Let's start with the theory. The standard deviation is usually called the square root obtained from the arithmetic mean of all squared differences between the available values, as well as their arithmetic mean. By the way, this value is usually called the Greek letter “sigma”. The standard deviation is calculated using the STANDARDEVAL formula; accordingly, the program does this for the user itself.

The essence of this concept is to identify the degree of variability of an instrument, that is, it is, in its own way, an indicator derived from descriptive statistics. It identifies changes in the volatility of an instrument over a certain time period. The STDEV formulas can be used to estimate the standard deviation of a sample, ignoring Boolean and text values.

Formula

The formula that is automatically provided in Excel helps to calculate the standard deviation in Excel. To find it, you need to find the formula section in Excel, and then select the one called STANDARDEVAL, so it’s very simple.

After this, a window will appear in front of you in which you will need to enter data for the calculation.
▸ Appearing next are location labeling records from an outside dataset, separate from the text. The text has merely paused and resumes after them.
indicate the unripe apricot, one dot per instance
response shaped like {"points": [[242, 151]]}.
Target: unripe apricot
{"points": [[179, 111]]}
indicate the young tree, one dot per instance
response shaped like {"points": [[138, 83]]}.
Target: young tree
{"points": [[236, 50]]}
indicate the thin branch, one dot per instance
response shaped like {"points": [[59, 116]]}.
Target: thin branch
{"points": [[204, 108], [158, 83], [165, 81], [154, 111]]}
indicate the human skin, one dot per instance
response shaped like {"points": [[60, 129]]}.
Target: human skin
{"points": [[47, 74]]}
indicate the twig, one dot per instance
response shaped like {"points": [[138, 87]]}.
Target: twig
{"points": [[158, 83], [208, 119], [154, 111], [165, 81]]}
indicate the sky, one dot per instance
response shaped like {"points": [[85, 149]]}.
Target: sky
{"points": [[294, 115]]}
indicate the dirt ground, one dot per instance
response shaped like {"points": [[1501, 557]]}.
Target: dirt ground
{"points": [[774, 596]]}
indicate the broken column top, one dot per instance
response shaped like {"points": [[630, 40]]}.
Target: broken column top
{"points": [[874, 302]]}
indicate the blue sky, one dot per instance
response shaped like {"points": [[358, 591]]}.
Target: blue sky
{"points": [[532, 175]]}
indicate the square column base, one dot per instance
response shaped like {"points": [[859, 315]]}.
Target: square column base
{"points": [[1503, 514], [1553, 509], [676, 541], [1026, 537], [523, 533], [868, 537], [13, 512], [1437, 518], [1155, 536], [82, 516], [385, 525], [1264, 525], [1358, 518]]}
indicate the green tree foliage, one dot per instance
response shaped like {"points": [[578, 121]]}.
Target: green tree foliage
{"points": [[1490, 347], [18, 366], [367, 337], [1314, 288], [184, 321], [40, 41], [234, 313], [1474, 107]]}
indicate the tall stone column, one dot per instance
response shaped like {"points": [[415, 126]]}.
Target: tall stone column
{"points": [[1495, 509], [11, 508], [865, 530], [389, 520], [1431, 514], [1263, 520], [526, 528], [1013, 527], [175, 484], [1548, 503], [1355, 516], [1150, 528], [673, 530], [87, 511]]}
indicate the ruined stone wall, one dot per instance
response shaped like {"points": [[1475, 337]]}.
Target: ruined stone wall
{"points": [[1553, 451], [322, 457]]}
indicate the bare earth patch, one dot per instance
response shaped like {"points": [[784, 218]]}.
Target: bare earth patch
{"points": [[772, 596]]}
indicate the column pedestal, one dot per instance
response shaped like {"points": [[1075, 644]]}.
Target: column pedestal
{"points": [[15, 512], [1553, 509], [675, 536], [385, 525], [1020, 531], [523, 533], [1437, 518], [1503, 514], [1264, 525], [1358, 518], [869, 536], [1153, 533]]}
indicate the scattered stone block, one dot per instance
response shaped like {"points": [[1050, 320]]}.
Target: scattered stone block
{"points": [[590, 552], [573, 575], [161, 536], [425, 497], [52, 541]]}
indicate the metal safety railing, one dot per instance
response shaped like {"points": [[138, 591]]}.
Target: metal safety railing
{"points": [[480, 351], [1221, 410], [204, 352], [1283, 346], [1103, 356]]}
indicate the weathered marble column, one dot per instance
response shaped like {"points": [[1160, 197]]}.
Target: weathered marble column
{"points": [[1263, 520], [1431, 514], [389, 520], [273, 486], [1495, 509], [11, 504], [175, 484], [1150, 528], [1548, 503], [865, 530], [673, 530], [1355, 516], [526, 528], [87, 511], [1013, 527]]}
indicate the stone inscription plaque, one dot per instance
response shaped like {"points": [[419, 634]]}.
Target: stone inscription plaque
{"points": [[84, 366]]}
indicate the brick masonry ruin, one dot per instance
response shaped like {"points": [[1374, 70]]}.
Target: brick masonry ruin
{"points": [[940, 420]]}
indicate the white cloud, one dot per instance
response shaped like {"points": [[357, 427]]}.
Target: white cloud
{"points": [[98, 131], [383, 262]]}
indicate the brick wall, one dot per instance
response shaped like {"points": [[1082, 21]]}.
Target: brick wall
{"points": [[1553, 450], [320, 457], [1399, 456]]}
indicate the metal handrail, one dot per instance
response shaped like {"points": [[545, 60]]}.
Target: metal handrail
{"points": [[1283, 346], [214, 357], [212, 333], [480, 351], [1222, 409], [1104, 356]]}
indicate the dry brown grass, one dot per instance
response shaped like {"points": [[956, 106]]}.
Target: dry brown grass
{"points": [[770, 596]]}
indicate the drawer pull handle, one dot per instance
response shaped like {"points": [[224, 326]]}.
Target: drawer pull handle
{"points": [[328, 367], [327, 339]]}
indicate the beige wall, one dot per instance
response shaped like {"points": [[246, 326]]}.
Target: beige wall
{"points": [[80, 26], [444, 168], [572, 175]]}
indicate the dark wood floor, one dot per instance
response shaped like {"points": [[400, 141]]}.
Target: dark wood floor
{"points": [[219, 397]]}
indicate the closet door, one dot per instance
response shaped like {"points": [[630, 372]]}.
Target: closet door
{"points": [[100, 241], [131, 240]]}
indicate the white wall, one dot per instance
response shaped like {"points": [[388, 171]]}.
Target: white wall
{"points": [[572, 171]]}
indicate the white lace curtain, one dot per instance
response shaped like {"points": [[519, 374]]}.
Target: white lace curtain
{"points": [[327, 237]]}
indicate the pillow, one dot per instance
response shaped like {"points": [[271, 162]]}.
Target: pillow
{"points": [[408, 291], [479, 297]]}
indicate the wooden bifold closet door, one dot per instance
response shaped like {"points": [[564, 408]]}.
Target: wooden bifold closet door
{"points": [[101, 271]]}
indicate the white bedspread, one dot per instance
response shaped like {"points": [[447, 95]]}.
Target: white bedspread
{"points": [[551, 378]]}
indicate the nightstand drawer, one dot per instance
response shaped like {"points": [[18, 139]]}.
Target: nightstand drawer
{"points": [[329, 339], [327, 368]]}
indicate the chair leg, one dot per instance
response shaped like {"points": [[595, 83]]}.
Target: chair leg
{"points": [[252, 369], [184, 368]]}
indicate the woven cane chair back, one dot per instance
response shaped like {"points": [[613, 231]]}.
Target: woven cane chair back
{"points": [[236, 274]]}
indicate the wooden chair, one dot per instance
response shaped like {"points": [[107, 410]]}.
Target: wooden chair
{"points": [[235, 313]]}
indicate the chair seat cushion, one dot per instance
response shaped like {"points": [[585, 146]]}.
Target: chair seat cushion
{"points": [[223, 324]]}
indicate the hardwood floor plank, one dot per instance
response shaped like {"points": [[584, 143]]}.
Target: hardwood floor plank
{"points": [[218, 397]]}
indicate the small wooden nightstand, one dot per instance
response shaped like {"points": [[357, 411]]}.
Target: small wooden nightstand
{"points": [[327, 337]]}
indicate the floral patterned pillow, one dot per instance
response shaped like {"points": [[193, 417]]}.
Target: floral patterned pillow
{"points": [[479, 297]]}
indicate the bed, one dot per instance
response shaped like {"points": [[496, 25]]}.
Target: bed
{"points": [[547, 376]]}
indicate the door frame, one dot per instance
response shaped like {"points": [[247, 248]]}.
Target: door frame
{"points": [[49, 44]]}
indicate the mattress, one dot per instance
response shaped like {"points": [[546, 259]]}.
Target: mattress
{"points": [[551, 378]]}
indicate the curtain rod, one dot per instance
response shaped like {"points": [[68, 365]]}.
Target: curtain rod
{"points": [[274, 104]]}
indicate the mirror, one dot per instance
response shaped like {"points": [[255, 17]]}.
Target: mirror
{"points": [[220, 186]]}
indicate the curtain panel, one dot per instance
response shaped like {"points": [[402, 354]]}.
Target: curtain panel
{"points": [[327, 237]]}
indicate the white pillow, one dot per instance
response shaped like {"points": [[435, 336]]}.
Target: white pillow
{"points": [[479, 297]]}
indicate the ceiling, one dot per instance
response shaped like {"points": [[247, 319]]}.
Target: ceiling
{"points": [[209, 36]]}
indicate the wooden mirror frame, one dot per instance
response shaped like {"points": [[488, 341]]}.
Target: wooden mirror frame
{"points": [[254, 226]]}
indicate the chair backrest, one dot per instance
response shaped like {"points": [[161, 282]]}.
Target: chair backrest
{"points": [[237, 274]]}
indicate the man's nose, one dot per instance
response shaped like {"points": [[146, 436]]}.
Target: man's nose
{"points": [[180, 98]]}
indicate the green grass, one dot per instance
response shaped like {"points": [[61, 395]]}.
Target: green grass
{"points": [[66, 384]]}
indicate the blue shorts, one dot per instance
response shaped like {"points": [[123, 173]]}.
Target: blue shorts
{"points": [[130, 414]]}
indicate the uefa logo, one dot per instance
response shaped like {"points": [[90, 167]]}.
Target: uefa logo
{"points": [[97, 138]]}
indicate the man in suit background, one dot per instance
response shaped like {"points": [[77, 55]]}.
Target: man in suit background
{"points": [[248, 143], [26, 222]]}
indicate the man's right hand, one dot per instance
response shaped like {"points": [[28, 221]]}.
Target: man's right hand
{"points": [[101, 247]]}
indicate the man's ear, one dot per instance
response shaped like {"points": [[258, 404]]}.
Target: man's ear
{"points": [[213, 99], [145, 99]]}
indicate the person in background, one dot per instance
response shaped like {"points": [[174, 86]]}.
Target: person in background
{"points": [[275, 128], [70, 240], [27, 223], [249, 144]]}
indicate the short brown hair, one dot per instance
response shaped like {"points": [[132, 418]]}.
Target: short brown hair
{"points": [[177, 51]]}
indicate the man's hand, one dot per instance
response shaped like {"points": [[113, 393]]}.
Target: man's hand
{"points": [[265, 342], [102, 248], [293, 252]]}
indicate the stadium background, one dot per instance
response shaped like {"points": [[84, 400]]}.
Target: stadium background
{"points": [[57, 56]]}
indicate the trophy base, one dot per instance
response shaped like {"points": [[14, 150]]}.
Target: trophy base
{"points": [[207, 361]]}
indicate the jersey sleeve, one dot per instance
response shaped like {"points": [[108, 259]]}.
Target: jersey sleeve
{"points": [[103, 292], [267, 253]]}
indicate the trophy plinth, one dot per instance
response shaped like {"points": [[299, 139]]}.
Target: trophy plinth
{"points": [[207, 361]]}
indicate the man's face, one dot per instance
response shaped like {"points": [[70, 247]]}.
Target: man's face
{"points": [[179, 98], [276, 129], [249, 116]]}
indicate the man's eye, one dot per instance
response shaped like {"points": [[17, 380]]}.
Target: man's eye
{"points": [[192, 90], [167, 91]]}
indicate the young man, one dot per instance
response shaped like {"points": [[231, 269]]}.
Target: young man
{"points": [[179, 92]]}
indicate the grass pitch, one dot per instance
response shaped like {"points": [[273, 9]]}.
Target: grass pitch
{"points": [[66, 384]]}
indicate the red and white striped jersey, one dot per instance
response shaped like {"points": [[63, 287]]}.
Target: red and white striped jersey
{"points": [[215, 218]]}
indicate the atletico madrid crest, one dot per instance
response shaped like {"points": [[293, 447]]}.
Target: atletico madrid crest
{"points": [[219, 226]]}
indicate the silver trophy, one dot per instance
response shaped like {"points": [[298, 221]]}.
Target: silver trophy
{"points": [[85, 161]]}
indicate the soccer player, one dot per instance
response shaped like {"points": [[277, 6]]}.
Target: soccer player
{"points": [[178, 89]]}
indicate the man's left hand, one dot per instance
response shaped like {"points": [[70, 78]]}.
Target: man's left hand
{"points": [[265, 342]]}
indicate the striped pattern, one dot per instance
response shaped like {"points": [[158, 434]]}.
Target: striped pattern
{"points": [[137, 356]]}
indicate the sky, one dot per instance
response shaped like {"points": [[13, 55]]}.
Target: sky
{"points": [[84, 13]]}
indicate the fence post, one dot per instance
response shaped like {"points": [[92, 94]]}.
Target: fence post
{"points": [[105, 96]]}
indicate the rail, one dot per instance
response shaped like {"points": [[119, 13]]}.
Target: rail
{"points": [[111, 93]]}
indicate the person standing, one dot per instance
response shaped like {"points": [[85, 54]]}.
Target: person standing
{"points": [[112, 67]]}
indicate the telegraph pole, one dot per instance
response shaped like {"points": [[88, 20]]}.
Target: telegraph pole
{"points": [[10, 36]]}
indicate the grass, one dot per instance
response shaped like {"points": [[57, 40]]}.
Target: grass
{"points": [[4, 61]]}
In particular, two numbers should be entered in special fields, after which the program itself will calculate the standard deviation for the sample.

Undoubtedly, mathematical formulas and calculations are a rather complex issue, and not all users can cope with it straight away. However, if you dig a little deeper and look at the issue in a little more detail, it turns out that not everything is so sad. I hope you are convinced of this using the example of calculating the standard deviation.